Experimentation Platform
Definition
An experimentation platform is a software system that enables organizations to design, run, analyze, and manage controlled experiments—primarily A/B tests and multivariate tests—at scale across digital products and AI systems. These platforms handle traffic splitting, randomization, statistical analysis (including p-values, confidence intervals, and sample size calculations), experiment lifecycle management, and result visualization. Advanced platforms support more complex designs such as multi-armed bandit algorithms that dynamically allocate traffic to better-performing variants during the experiment rather than waiting for a fixed test period to conclude.

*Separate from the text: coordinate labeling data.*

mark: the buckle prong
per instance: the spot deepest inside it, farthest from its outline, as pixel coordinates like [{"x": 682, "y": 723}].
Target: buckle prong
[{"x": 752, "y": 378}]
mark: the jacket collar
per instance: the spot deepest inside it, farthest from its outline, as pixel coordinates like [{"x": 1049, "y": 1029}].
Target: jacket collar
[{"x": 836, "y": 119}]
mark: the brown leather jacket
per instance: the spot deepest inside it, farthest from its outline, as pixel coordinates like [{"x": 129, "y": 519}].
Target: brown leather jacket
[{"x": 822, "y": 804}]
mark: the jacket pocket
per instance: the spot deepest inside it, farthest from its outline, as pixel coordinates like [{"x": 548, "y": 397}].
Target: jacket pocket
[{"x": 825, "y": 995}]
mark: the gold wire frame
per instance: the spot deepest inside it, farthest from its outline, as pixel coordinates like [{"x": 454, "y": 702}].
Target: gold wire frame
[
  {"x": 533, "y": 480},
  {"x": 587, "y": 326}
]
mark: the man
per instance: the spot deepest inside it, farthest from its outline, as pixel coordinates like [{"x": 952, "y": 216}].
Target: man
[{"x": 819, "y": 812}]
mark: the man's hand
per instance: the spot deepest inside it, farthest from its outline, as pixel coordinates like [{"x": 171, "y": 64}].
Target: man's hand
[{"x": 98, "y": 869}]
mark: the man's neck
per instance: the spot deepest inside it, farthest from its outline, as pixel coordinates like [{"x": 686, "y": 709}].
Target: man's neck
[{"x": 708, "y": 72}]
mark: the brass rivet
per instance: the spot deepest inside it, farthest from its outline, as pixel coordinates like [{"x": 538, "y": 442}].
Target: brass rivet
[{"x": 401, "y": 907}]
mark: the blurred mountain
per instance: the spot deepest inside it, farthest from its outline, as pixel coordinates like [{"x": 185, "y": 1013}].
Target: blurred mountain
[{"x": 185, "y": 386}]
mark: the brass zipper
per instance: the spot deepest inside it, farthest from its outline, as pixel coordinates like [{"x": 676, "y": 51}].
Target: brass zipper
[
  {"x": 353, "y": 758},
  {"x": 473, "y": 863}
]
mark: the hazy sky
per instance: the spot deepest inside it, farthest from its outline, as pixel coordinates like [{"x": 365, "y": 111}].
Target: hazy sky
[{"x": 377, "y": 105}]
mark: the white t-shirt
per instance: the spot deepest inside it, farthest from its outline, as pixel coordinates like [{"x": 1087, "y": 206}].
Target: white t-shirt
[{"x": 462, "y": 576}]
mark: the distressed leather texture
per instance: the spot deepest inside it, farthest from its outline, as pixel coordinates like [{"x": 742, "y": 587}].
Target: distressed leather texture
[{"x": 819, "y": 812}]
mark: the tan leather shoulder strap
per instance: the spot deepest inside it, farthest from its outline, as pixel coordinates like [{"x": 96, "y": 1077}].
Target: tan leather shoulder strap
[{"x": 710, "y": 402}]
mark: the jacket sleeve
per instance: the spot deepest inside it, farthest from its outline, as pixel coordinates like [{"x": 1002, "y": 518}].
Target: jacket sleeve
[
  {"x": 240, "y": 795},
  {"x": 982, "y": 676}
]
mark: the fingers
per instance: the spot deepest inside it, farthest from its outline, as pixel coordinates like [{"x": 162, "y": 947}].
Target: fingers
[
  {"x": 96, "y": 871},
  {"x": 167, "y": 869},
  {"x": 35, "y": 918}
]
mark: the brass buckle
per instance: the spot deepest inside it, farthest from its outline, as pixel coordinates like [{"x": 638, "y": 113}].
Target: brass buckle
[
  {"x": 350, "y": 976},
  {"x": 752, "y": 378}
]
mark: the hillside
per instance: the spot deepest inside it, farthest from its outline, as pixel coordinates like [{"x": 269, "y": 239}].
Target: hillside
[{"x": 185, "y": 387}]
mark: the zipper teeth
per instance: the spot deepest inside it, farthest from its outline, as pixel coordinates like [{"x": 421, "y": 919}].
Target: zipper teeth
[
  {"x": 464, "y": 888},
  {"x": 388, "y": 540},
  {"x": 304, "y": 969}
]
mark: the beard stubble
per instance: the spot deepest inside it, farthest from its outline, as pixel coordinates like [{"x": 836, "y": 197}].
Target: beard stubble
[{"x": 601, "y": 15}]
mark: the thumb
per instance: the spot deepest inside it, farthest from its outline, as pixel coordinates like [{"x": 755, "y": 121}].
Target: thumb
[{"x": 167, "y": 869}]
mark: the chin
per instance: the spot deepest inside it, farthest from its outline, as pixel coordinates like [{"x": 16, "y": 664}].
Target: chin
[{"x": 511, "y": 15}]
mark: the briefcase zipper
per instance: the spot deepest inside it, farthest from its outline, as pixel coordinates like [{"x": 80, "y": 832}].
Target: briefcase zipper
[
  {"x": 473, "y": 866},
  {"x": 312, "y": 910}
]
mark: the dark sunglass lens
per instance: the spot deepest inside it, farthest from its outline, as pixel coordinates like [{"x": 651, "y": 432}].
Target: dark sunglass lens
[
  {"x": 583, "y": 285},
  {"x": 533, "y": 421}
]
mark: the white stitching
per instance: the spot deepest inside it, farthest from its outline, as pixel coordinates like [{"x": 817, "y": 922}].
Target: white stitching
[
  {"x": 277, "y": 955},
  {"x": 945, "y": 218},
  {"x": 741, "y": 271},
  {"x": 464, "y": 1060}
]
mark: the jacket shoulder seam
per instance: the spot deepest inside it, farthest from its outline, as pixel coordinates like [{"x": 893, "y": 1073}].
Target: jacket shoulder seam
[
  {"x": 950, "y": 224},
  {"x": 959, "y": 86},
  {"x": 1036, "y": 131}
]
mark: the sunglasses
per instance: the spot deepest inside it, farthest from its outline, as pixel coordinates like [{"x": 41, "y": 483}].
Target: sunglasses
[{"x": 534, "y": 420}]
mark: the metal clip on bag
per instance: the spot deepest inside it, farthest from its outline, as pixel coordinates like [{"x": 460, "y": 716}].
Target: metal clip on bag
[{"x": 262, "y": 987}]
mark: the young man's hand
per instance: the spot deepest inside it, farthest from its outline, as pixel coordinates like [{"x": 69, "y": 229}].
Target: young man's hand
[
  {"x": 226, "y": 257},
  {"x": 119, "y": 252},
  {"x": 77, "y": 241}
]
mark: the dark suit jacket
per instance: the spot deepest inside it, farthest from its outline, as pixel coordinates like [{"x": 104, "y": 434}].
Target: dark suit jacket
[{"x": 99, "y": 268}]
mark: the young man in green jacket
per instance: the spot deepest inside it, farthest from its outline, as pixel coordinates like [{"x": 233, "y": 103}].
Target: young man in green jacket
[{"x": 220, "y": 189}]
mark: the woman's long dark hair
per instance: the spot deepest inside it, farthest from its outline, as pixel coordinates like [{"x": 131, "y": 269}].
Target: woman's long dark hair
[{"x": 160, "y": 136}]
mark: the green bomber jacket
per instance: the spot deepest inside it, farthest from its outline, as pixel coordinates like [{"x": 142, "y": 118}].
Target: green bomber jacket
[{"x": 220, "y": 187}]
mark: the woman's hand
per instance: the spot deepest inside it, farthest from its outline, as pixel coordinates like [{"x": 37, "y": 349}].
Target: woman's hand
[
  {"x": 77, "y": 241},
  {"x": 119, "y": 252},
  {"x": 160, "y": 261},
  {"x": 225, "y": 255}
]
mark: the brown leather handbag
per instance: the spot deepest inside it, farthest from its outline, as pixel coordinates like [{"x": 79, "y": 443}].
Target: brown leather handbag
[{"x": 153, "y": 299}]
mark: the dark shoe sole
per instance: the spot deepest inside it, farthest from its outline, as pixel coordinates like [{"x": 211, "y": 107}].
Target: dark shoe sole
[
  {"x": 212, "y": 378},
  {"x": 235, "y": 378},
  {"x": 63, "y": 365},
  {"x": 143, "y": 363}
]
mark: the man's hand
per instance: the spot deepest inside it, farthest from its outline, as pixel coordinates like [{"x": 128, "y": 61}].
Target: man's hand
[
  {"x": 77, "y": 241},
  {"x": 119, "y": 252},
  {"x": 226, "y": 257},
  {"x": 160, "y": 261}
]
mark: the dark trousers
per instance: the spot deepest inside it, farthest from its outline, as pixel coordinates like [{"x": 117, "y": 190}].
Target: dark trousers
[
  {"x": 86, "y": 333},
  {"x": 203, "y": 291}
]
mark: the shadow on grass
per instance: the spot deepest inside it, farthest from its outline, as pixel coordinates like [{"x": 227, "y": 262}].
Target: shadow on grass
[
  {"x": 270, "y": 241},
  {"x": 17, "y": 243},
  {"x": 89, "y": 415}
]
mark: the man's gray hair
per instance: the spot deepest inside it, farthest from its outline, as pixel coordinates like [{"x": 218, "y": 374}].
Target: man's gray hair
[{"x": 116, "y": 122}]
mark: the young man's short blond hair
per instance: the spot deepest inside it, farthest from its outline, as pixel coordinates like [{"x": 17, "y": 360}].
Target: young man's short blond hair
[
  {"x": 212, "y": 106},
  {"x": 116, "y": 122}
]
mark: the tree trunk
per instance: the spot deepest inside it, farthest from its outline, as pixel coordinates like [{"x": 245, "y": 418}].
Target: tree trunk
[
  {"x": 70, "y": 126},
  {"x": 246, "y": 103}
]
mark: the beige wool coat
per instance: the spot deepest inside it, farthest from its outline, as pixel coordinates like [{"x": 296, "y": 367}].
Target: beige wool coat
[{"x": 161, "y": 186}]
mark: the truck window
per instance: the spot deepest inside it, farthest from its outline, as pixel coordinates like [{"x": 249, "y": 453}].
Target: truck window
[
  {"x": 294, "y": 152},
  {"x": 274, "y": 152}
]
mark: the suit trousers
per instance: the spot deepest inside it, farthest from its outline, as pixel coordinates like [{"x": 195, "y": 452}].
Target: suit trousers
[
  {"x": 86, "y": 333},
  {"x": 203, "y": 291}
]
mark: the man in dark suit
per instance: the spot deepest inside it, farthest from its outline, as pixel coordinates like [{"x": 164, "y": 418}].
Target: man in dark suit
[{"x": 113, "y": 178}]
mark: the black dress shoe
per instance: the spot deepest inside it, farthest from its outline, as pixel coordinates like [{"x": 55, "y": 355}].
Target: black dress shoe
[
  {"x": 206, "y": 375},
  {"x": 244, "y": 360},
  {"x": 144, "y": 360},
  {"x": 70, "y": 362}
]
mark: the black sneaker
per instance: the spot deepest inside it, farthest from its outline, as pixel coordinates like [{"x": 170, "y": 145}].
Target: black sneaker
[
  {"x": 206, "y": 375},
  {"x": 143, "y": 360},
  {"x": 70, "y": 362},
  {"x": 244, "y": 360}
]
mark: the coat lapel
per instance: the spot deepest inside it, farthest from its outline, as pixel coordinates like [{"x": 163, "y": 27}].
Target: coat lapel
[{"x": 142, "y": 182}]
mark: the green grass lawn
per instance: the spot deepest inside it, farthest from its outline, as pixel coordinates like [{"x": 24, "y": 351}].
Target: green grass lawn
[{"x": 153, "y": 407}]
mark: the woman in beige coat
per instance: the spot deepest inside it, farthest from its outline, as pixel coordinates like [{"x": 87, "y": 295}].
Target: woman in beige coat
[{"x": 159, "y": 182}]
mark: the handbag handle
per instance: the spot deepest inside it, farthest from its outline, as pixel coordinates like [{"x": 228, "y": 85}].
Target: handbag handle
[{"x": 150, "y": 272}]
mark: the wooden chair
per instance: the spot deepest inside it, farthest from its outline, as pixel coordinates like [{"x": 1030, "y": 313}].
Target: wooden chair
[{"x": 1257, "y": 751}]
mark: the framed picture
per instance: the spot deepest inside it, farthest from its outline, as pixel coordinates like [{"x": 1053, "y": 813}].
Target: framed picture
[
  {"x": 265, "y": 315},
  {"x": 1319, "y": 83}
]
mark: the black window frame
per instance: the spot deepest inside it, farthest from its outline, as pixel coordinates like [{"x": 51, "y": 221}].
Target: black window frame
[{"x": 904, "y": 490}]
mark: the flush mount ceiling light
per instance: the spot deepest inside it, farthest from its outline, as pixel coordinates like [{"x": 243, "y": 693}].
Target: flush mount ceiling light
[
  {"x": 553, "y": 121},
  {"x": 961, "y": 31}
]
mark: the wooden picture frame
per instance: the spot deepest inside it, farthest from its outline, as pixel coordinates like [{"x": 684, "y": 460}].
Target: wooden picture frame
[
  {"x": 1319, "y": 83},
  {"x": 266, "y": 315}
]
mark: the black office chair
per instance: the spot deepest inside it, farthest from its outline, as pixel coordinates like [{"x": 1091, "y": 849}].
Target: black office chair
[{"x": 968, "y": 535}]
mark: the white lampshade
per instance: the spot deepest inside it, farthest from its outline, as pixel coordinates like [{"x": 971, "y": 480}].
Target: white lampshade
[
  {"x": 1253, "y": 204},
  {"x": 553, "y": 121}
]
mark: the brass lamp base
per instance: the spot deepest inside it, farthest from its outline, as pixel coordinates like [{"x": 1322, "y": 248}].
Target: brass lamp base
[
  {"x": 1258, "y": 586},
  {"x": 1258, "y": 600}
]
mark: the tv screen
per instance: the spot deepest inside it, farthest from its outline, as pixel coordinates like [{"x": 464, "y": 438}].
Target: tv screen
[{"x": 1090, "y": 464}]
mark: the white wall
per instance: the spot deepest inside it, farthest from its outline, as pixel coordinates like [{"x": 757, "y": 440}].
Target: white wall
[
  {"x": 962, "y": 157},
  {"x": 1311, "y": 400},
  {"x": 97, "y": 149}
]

In commerce and AI deployment, experimentation platforms are the mechanism by which data-driven organizations validate that changes to algorithms, models, UX, pricing strategies, or content actually improve business outcomes before full rollout. An updated product ranking model might look better in offline evaluation but underperform in production due to real-world factors not captured in historical data—only a controlled experiment with live users reveals the true impact. At scale, leading commerce companies run hundreds or thousands of concurrent experiments, requiring robust infrastructure to prevent experiment interference, maintain statistical integrity, and attribute results correctly. Experimentation platforms also serve as the organizational backbone for a culture of continuous improvement: they make it operationally feasible for product, engineering, and data science teams to test hypotheses systematically rather than relying on intuition or HiPPO (highest-paid person's opinion) decisions.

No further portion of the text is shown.